[Zope] [OT] Re: ZOPE IN WINDOWS, ANY WARNINGS I SHOULD KNOW? .RE: [Zope] crystal reports

Terry Hancock hancock@anansispaceworks.com
Fri, 27 Jun 2003 13:40:27 -0700

On Friday 27 June 2003 09:44 am, Aurélien Campéas wrote:
> Le jeu 26/06/2003 à 23:43, Dieter Maurer a écrit :
> > A relational database essentially supports a single data type:
> > a two dimensional table. 
> hmmmmph ! you are not serious, are you ?
> I don't know of any RDBMS which doesn't support primitive types (int,
> float, bool, char, string).

What Dieter should have said is "one data structure" -- the components
are indeed different types, but the traversability of the structure is
limited to the table design.

He's right about this, but I assert that that is a *strength* of RDBMs, as
much as it is a weakness.  It is this simplicity that defends the data from
being irrevocably connected with the code that processes it.

OOP insists on tightly binding code and data into atomic "objects". That's
in fact the whole point of OOP.  And it is a really nice idea with loads
of useful applications.  But it isn't for *everything*.

In the long run, programming methods will change and other paradigms
will come out, but the basic structure behind, say, a library catalog or a
customer database is not going to change!  It's like ASCII or the concept
of text files themselves -- it's just so dumb simple that it doesn't need
re-thinking every few years the way programming techniques do.

As for "outer joins" being complicated -- that's a programming problem,
not a structural property of the database itself.  It is that way precisely
because it *isn't* object-oriented.

> > The ZODB supports an openly extensible
> > set of data types. 
> What is more extensible that the combination of primitives types +
> relations + inclusion constraints ? 

Well, objects are more flexible -- you can include code unique to the
object, mappings (M:M, M:1, 1:M), and all kinds of other structures.

Which is terribly useful, but can also be a little too much rope.

> Lacks encapsulation, inheritance, as in OO ? Hopefully no serious DB
> backend provides true OO semantics since those don't exist (OO semantics
> are really defined at the level of the language itself).
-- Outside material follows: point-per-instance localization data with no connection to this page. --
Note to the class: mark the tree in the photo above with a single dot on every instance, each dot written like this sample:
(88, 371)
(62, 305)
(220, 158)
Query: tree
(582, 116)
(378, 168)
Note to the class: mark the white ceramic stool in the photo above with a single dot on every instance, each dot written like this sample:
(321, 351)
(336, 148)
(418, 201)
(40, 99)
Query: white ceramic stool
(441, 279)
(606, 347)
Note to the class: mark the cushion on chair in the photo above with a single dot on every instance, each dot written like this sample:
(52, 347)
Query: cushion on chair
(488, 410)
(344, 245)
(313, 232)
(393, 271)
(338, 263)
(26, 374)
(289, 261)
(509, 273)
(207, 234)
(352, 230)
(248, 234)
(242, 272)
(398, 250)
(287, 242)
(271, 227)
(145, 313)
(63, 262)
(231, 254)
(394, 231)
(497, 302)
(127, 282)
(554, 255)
Relational
> algebra on the contrary has solid grounds in set and predicate theory.
> You can map any "OO model" into the relational model. Not the other way
> around.

And that's why people like the OO method -- they don't have to go through
the hoops involved in representing the OO model in relational terms. Which
does indeed make the front end code more complicated.

> > This might be considered "less straightforward
> > to understand". It definitely is not a flaw.
> The flaw lies in this fact : ODBMS are really hierarchical DBMSes, like
> the ones of the 60's and 70's that the relational model was supposed to
> help throw out of the window.
> That's not to say ZOBD isn't neat and usefull, but please. I just hate
> when some knowledgeable person spreads FUD on those topics.

Yeah, that was pretty much my reaction.  ZODB is actually great,
and the point of my original post was that it was very appropriate
for the needs of the original poster.  But it is *not* a panacea -- there
are still plenty of problem domains for which RDBMs remain superior,
and I was outlining where I personally felt the boundaries lay.